The Diamond Valley Baptist Church began shortly after farmers started settling on their Desert Land Entry farms in 1958. The need for a church in the community was initiated by Dale and Jean Conaway, Don and Alberta Morrison, Bruce and Ruth DuBose, Rev. George and Juanita Thomason, Owen and Lucille Pollard and Jo Maddox. The first services were held in a small cabin with no heat owned by Don and Alberta Morrison. A meeting was held to discuss the call of a pastor to form an organized church. George Thomason, from Ely, was called to be the first pastor. Charter members were Dale Conaway and family, Don Morrison and family, George Thomason and family, Torris and Norma Gjerde, John Gjerde and family and Jan Lee.

Services were held in a small building used as a granary (near Spanish style house today). Some of the Sunday School classes were even held in cars! From there, services were moved to a small house at Kelly's Corner (9th and Hwy 101). Later, the church moved to an unused Presbyterian church in town where the attendance grew. While in town, the Ely church offered to give DVBC a loan for a small church building on the corner of 11th and Gold Street, property donated by Don Morrison.

After a few years, many of the first settlers found homesteading too difficult and left the valley. Attendance at the church dropped considerably. In 1976, when Pastor Thomason left for another pastorate, it seemed the church would close its doors. For a time, only the Conaway and Morrison families were in attendance. The church began a slow growth when Rev. Art Wicks was called to be pastor in 1978.

In 1980, God showered DVBC with a special blessing. Mrs. Elaine Johnson, who attended, willed the church part of her estate. At this time, the church was under the leadership of Rev. Jim Wright. With this special love gift and pledges from our congregation, a parsonage and new church were built where the original church existed. Much of the work was done by the Baptist Men's Fellowship from California. With lots of donated time and effort from people in the community, we soon had the spacious facility we have today. The original church was moved to 9th street and converted into a home, now owned by JD and Garney Damele.

In 1987, Wayne and Shirley Cathey with their family were called from South Carolina to be the pastor. Wayne served as pastor seven years until they felt the need to move back home to be closer to aging parents.

In March, 1995, Dale and Tracey Clayton from Pennsylvania, came to pastor our flock for three and a half years. After one and a half years without a pastor, we called Jack and Cathy Neal, with their son and daughter, to be our pastor in December, 1996. Pastor Jack continues to lead and guide the people of DVBC. Over the years we have seen real growth, not only in attendance, but a real spiritual growth as well.

For many years the baptistery was a natural warm pond a few miles from the church. Many special baptisms were held there. The summer of 2004, the VBS work crew from Tanner, Alabama, installed the baptistery in the church. What a blessing. The pond is still an option.

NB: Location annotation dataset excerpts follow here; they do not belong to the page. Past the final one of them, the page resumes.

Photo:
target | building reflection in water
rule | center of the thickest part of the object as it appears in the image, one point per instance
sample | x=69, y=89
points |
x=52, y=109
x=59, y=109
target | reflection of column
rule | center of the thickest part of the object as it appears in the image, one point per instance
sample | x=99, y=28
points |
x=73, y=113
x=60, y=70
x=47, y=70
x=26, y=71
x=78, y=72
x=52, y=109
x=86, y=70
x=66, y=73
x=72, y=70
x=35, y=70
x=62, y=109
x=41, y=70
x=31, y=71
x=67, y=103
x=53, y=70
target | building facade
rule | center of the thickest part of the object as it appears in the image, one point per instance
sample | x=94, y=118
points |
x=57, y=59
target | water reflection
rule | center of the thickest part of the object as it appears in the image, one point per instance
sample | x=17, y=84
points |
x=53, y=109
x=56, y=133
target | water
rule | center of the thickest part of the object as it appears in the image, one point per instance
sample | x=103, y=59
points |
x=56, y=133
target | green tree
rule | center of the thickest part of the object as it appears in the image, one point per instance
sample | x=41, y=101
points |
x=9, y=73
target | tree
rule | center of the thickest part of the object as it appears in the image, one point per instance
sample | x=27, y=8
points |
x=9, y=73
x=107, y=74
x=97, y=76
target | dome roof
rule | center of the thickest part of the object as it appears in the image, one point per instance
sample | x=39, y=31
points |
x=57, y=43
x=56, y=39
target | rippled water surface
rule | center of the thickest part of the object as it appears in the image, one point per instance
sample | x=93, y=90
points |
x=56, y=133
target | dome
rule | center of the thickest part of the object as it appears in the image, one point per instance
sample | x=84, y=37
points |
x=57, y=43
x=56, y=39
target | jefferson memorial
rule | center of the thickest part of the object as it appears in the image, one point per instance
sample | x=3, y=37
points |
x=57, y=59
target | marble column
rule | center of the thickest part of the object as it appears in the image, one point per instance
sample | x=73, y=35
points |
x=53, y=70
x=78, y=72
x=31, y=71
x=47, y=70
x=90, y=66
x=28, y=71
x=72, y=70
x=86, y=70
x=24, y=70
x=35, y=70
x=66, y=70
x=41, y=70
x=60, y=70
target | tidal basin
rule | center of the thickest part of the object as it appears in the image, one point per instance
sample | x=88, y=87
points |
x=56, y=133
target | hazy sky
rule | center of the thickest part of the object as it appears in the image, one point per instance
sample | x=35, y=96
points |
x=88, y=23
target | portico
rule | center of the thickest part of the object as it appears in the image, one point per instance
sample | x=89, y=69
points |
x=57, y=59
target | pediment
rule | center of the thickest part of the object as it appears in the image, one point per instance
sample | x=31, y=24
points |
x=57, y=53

The church enjoys a special atmosphere of warmth and charm among members and visitors. There are many activities of the church utilizing everyone's talents. Abundant potlucks and social evenings bring fellowship with the church family. Chirstmas and other special programs are a blessing to everyone. Musical instruments have been added to our worship and praise time on Sundays. Other activities include Children's church, ages 4-12, during Sunday service, Youth Programs, weekly Bible Studies, September through May.

Dedication is a word that is not taken lightly at Diamond Valley Baptist Church. From the very beginning, Dale and Jean Conaway, along with Don and Alberta Morrison, have been there. They were two of the founding familes and have been a strong backbone of the church ever since, serving in a variety of positions throughout the years. While the church has seen many ups and downs with pastors coming and going, it is the faithful people like the Conaways and Morrisons that have set an example in the church and community.